Ichthyosaurs thrived during much of the Mesozoic era; based on fossil evidence, they first appeared around 250 million years ago (Ma) and at least one species survived until about 90 million years ago, into the Late Cretaceous. During the Early Triassic epoch, ichthyosaurs evolved from a group of unidentified land reptiles that returned to the sea, in a development similar to how the mammalian land-dwelling ancestors of modern-day dolphins and whales returned to the sea millions of years later, which they gradually came to resemble in a case of convergent evolution.

Ichthyosaurs were particularly abundant in the Late Triassic and Early Jurassic periods, until they were replaced as the top aquatic predators by another marine reptilian group, the Plesiosauria, in the later Jurassic and Early Cretaceous, though previous views of ichthyosaur decline during this period are probably overstated. Ichthyosaurs diversity declined due to environmental volatility caused by climatic upheavals in the early Late Cretaceous, becoming extinct around the Cenomanian-Turonian boundary.

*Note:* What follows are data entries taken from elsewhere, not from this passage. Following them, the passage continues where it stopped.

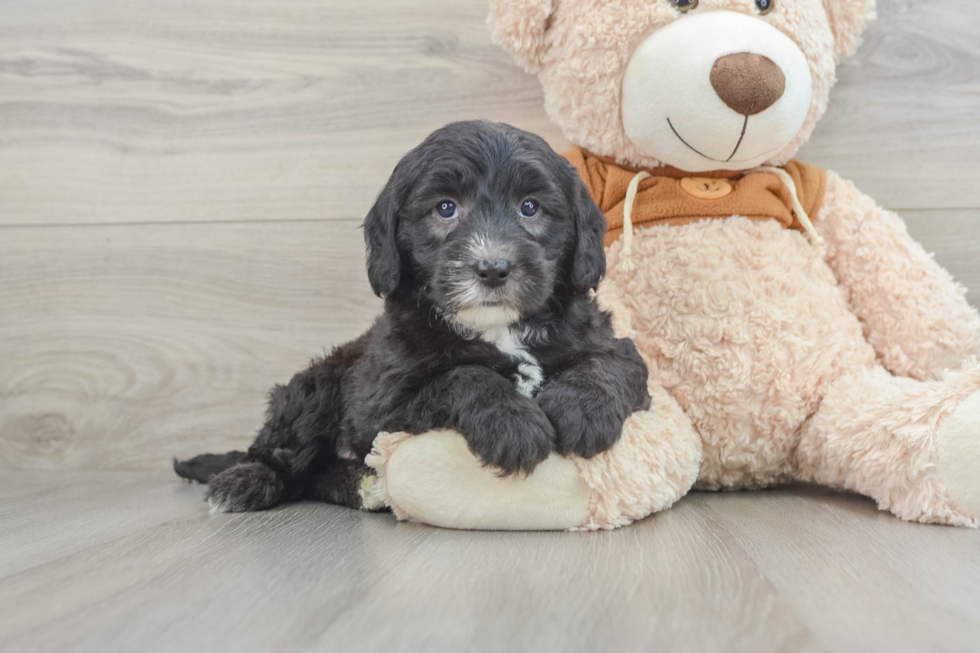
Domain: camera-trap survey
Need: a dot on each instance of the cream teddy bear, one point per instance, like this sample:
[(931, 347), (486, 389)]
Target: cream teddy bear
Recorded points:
[(793, 329)]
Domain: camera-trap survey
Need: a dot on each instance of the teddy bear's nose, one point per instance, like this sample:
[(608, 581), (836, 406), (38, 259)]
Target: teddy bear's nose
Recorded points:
[(748, 83)]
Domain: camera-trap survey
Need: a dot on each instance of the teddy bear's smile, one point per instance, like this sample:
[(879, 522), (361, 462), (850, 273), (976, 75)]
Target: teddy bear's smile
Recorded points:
[(694, 114)]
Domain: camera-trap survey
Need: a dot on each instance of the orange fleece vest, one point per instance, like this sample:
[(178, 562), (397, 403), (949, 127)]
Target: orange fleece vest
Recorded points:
[(673, 197)]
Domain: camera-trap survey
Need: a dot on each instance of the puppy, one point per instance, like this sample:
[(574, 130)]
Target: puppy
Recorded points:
[(486, 246)]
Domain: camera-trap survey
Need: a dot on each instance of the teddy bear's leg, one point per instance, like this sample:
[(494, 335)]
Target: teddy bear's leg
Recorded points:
[(434, 478), (914, 447)]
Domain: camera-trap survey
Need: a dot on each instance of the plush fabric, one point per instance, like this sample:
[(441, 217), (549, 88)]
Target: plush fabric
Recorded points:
[(434, 478), (662, 199)]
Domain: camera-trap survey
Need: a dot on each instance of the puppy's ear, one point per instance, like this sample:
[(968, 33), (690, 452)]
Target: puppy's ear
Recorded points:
[(519, 27), (380, 235), (589, 262)]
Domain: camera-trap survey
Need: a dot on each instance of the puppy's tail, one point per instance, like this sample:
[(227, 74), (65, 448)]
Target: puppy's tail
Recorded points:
[(202, 468)]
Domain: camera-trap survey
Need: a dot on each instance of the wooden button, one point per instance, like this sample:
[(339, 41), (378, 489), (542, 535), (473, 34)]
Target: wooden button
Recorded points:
[(704, 188)]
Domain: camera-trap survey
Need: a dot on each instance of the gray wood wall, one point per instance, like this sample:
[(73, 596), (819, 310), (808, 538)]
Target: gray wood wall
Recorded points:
[(181, 184)]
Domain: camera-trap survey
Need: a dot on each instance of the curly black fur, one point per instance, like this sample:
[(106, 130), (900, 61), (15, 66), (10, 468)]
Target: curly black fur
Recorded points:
[(521, 366)]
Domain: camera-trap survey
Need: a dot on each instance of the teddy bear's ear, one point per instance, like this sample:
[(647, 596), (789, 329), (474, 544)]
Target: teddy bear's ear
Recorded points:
[(848, 18), (519, 27)]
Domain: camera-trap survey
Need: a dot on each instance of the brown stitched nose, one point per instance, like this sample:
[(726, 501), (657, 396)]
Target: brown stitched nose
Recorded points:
[(748, 83)]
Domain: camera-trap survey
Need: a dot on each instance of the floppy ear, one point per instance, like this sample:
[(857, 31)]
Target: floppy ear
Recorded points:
[(519, 26), (380, 229), (848, 18), (589, 263)]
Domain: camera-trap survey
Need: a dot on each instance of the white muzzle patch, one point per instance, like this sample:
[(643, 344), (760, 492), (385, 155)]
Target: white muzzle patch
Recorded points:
[(672, 110)]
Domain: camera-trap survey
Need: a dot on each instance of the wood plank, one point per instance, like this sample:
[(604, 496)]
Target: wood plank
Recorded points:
[(798, 569), (902, 119), (954, 237), (861, 578), (141, 111), (123, 346)]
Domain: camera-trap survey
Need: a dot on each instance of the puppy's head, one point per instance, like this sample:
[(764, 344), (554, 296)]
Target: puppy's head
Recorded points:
[(488, 222)]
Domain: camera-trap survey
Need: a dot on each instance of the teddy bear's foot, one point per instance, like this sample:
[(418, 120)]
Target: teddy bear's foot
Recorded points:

Science became aware of the existence of ichthyosaurs during the early nineteenth century, when the first complete skeletons were found in England. In 1834, the order Ichthyosauria was named. Later that century, many excellently preserved ichthyosaur fossils were discovered in Germany, including soft-tissue remains. Since the late twentieth century, there has been a revived interest in the group, leading to an increased number of named ichthyosaurs from all continents, with over fifty valid genera being now known.